Data platform availability banner - registered substances factsheets

Please be aware that this old REACH registration data factsheet is no longer maintained; it remains frozen as of 19th May 2023.

The new ECHA CHEM database has been released by ECHA, and it now contains all REACH registration data. There are more details on the transition of ECHA's published data to ECHA CHEM here.

Diss Factsheets

Administrative data

Description of key information

Key value for chemical safety assessment

Skin sensitisation

Endpoint conclusion
Endpoint conclusion:
no adverse effect observed (not sensitising)
Additional information:

Since Amix TE (CAS 68953-70-8) is composed of at least 75 % of TEA (CAS 102-71-6) and the available data for Amix TE are limited, a read-across to TEA was conducted. In addition to the sensitisation study for TEA mentioned below, the sensitizing potential of Amix TE was investigated in a Guinea Pig Maximization Test according to OECD TG 406 under GLP conditions (

BASF AG 30H0444/952168). Based on the results of a pre-test, animals were dermally injected with 1% of the test substance and well-defined erythema and slight edema were observed.
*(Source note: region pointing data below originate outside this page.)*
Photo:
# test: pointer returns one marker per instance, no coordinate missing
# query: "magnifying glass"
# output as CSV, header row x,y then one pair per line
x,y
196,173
The challenge with a 75% test substance preparation did not cause any skin reaction in the test group (24 and 48 hours after removal of the patch). Since no clinical signs were observed, a second challenge was not performed. One animals in the test group died, after suffering from pneumonia. The cause of death was not related to the test susbtance treatment.
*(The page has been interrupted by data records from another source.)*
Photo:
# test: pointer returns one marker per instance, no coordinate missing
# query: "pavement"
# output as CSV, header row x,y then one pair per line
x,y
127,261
The sensitizing potential of TEA was investigated in a Guinea Pig Maximization Test according to OECD TG 406 under GLP conditions (Hoechst, 1988). Based on the results of a pre-test, animals were dermally injected twice with 0.1 mL 2% TEA on day 1, followed by an epicutaneous induction (occlusive) with 0.5 mL undiluted TEA for 48 hours starting on day 9, and a dermal challenge (occlusive) with 0.5 mL 10% TEA for 24 hours on day 22. Dermal reactions were evaluated according to Draize 48 and 72 hours after the start of the dermal challenge. No clinical signs were noticed and all readings were negative.

The positive reactions interpreted as allergic seem to be caused by exposure to TEA in cosmetics and/or topical therapeutic preparations possibly on damaged skin. The diagnosis of TEA contact sensitization should therefore not be based on a positive patch test reaction alone but on a combination of history and – preferably – validation tests.
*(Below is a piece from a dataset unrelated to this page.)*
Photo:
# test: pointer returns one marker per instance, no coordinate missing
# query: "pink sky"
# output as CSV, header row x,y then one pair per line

The negative experimental findings in animals and the level of exposure to TEA in the population, the low frequency of positive reactions to low TEA concentrations in patch-tested patients indicates a very low sensitization potential in humans, and the risk of sensitization to TEA on uncompromised skin seems to be very low (Lessmann, 2009).

Migrated from Short description of key information:
No sensitization potential was reported in guinea pigs upon dermal sensitization and challenge. Although allergic reactions to the test substance have been reported, the substance is jugded to have a very low sensitization potential.

Justification for classification or non-classification

Based on the available data, Amix TE does not need to be classified according to Directive 67/548/EEC and according to the EU Classification, Labelling and Packaging of Substances and Mixtures (CLP) Regulation (EC) No. 1272/2008.